Kate Lukaszewicz | Educator

Day 2 | 2022 Inside Israel: Educational Leadership Seminar

Today’s sojourn brought us to touchstones of intersecting histories. We braved March snow, a rarity in Jerusalem, to stand atop the Mount of Olives, staring across the valley towards the Temple Mount, another site for another day. Christian tradition holds that the Mount of Olives is the site from which Jesus Christ bodily ascended into Heaven, and Christian tradition holds that it is to this site that Christ will return for Judgment Day. The valley between the two Mounts holds a Jewish cemetery, and in their faith tradition, these bodies will be the first to be resurrected and to enter the Holy City. For Muslims, the two Mounts will be connected by a bridge the width of a single hair and the valley will be filled with flames; only the holiest will make it across the bridge. While the End of Day narratives of these three major monothestics faiths manifest differently, all three faiths spring from a singular devotion to the God of Abraham. 

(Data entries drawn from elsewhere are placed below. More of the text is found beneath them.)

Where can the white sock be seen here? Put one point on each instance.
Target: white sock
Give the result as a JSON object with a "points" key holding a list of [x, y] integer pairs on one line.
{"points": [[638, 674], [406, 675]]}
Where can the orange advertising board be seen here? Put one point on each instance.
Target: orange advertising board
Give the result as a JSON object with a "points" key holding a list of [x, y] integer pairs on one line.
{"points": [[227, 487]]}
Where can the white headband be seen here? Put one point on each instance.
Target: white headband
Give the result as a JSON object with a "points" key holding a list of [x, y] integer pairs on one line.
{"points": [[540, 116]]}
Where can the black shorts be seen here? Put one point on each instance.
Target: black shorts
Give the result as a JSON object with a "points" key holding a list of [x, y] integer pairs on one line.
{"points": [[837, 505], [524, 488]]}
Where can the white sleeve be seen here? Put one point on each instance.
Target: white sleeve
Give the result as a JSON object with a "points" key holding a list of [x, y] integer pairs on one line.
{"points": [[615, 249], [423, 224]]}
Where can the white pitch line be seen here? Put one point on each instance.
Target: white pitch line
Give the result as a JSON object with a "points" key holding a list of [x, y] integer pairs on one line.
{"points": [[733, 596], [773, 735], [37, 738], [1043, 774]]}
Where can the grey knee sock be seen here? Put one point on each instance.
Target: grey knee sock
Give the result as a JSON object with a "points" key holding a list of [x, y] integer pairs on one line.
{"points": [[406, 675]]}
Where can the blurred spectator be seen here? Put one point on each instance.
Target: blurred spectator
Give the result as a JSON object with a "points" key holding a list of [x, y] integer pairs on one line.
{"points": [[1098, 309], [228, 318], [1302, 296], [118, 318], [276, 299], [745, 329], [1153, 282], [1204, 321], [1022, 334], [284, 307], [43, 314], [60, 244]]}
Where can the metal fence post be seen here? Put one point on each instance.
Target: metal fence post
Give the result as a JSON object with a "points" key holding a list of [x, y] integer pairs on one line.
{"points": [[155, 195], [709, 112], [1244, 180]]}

Our bus descended Mount of Olives and our group alighted at the Basilica of the Agony, the Roman Catholic Church that marks the spot where Judas betrayed Christ to the Romans and set in motion Christ’s arrest, crucifixion, and resurrection, the bedrock of Christian theology, the timing appropriately apt for the Christians among our group who are in the Lenten season. We took in this story at the Garden of Gethsemane, beneath a reprieve of sunshine, before stepping into the Basilica during an English-language Mass as the priest was preparing the Eucharist and the congregants were praying the “Our Father.” It was providential timing. 

Avi at City of David

Much of our day was spent in the ancient City of David, land of the great Jewish king, a direct ancestor of Jesus Christ and an important prophet in Islam. We encountered excavation sites whose discoveries date to the era of the First Temple, built by the wise King Solomon.  We wove in and out of the ancient tunnels, exposing ourselves to sunshine, wind, drizzle, and, at one point, bouncing hail. But it was in a moment of sunshine that our tour guide Avi let us linger, listening to the adhan, the Muslim call to prayer at 11:48 am; this Dhuhr prayer marks the sun at its highest point at the sky. It was awesome, I thought, to hear one faith’s holy call to prayer while standing in a site so central to other faiths. And in so many places in Jerusalem this week, playful reminders that Purim is approaching, a joyful holy day within Judaism. Adhan- Muslim Call to Prayer

In these faiths, the prayers, celebrations, and lamentations are expressed differently, but there is devotion to the same God of Abraham, steadfast for these faith-filled peoples, no matter the religion and no matter the weather.